18 décembre 2012
La génération et la caractérisation des tumeurs des cellules T spécifiques en utilisant des souris humanisés est décrit ici. Human tissu thymique et génétiquement modifiés cellules souches hématopoïétiques humaines sont transplantées dans des souris immunodéprimées. Cela se traduit par la reconstitution d'un système immunitaire humain ingénierie permettant l'examen in vivo des réponses anti-tumorales immunitaires.
L'objectif général de l'expérience suivante est de générer des souris portant un système immunitaire humain modifié. Cela est réalisé en préparant d'abord la souris pour une intervention chirurgicale, puis en chargeant le trocart avec un fragment de thymus lors de la deuxième étape. Le Matrigel est mélangé avec des cellules transduites CD 34 négatives et CD 34 positives, et le mélange est ensuite ajouté au trocart.

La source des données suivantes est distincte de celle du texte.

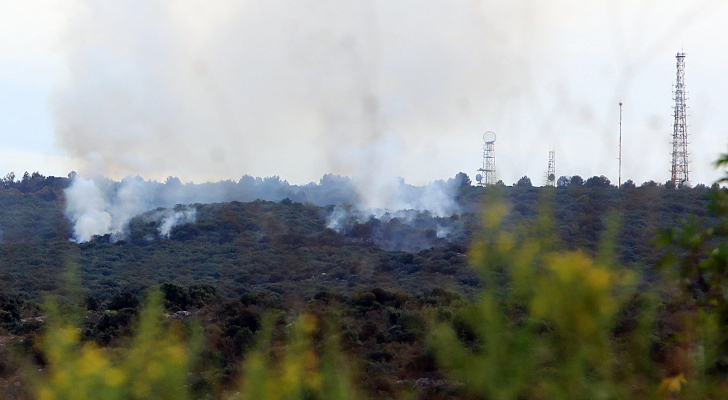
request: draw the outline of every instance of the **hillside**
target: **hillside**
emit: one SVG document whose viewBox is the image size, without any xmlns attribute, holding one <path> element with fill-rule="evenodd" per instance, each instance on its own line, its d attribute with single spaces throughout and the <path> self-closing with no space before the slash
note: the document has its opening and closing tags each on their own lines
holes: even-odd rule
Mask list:
<svg viewBox="0 0 728 400">
<path fill-rule="evenodd" d="M 51 180 L 51 178 L 48 178 Z M 51 180 L 55 184 L 55 180 Z M 421 293 L 451 287 L 471 293 L 477 279 L 463 257 L 488 190 L 461 186 L 463 212 L 450 218 L 427 213 L 386 214 L 362 219 L 351 213 L 337 232 L 327 228 L 333 206 L 285 199 L 196 204 L 196 219 L 159 234 L 155 210 L 134 218 L 125 240 L 98 237 L 69 242 L 71 226 L 63 199 L 38 190 L 0 193 L 0 282 L 3 292 L 39 299 L 63 288 L 63 271 L 76 265 L 82 290 L 106 300 L 121 292 L 141 293 L 162 282 L 206 283 L 232 298 L 272 292 L 310 298 L 319 290 L 342 293 L 387 287 Z M 510 205 L 506 224 L 518 224 L 550 204 L 555 230 L 565 249 L 594 253 L 610 213 L 621 213 L 617 258 L 644 271 L 659 257 L 651 244 L 658 229 L 676 226 L 691 213 L 704 216 L 710 190 L 680 190 L 655 183 L 622 190 L 597 178 L 559 188 L 503 187 Z M 551 197 L 550 199 L 548 197 Z"/>
<path fill-rule="evenodd" d="M 557 238 L 551 251 L 596 255 L 607 219 L 618 218 L 614 256 L 637 272 L 647 291 L 655 289 L 651 282 L 662 254 L 653 244 L 658 230 L 691 214 L 717 223 L 706 214 L 711 189 L 704 186 L 628 182 L 618 190 L 603 177 L 572 179 L 557 188 L 525 180 L 488 188 L 463 181 L 456 196 L 462 212 L 447 218 L 417 211 L 374 218 L 346 204 L 288 198 L 230 201 L 151 210 L 131 220 L 122 240 L 105 235 L 76 243 L 58 194 L 67 182 L 34 179 L 35 186 L 26 184 L 24 191 L 18 184 L 0 191 L 0 333 L 6 334 L 0 355 L 7 360 L 0 362 L 0 381 L 18 381 L 20 388 L 27 385 L 19 378 L 22 363 L 12 360 L 44 359 L 34 338 L 46 326 L 41 304 L 48 294 L 83 307 L 83 340 L 117 347 L 131 334 L 143 299 L 161 288 L 168 315 L 189 327 L 204 325 L 205 362 L 196 367 L 201 375 L 194 375 L 201 394 L 229 388 L 237 379 L 266 315 L 277 313 L 281 326 L 290 326 L 301 313 L 312 313 L 337 321 L 347 353 L 363 360 L 360 379 L 369 397 L 395 396 L 401 382 L 420 382 L 425 387 L 417 386 L 419 398 L 460 398 L 462 388 L 445 380 L 427 350 L 426 326 L 437 316 L 460 326 L 466 342 L 474 340 L 463 325 L 463 307 L 485 286 L 508 293 L 503 271 L 484 274 L 471 268 L 473 256 L 467 255 L 474 240 L 492 234 L 480 228 L 480 218 L 498 199 L 507 208 L 505 230 L 523 233 L 539 215 L 551 215 Z M 178 216 L 178 224 L 165 226 L 168 219 L 160 216 Z M 338 230 L 329 228 L 333 216 Z M 641 301 L 624 304 L 618 326 L 633 323 Z M 664 363 L 660 357 L 672 349 L 668 338 L 678 329 L 671 321 L 679 303 L 661 301 L 671 311 L 659 314 L 661 328 L 651 340 L 662 346 L 653 356 Z M 21 392 L 0 395 L 22 398 Z"/>
</svg>

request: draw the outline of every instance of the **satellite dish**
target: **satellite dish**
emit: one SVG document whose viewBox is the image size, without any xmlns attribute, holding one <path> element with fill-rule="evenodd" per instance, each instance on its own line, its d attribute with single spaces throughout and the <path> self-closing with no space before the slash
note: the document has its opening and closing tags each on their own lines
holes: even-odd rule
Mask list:
<svg viewBox="0 0 728 400">
<path fill-rule="evenodd" d="M 482 181 L 483 180 L 483 175 L 480 175 L 480 174 L 475 175 L 475 180 L 478 181 L 478 182 Z"/>
<path fill-rule="evenodd" d="M 495 142 L 495 132 L 488 131 L 483 134 L 483 141 L 485 143 L 493 143 Z"/>
</svg>

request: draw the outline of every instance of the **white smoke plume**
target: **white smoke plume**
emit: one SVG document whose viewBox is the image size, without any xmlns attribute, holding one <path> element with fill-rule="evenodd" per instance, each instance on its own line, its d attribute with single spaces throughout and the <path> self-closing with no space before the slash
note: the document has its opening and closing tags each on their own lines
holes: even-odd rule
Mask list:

Ensuite, les constructions en matrigel sont transplantées sous la capsule rénale. En fin de compte, le rejet des tumeurs cibles par les lymphocytes T CD8 génétiquement modifiés peut être surveillé par imagerie TEP in vivo et par des mesures physiques des tumeurs. Le principal avantage de cette technique par rapport aux méthodes existantes telles que les modèles entièrement murins réside dans sa capacité à permettre l'étude du développement de cellules souches humaines modifiées génétiquement au sein du thymus humain, ainsi que le test d'efficacité in vivo des lignées dérivées. La procédure sera démontrée par trois techniciens de nos laboratoires : Gregory Bristol, Bernard Levin et Sean Kim.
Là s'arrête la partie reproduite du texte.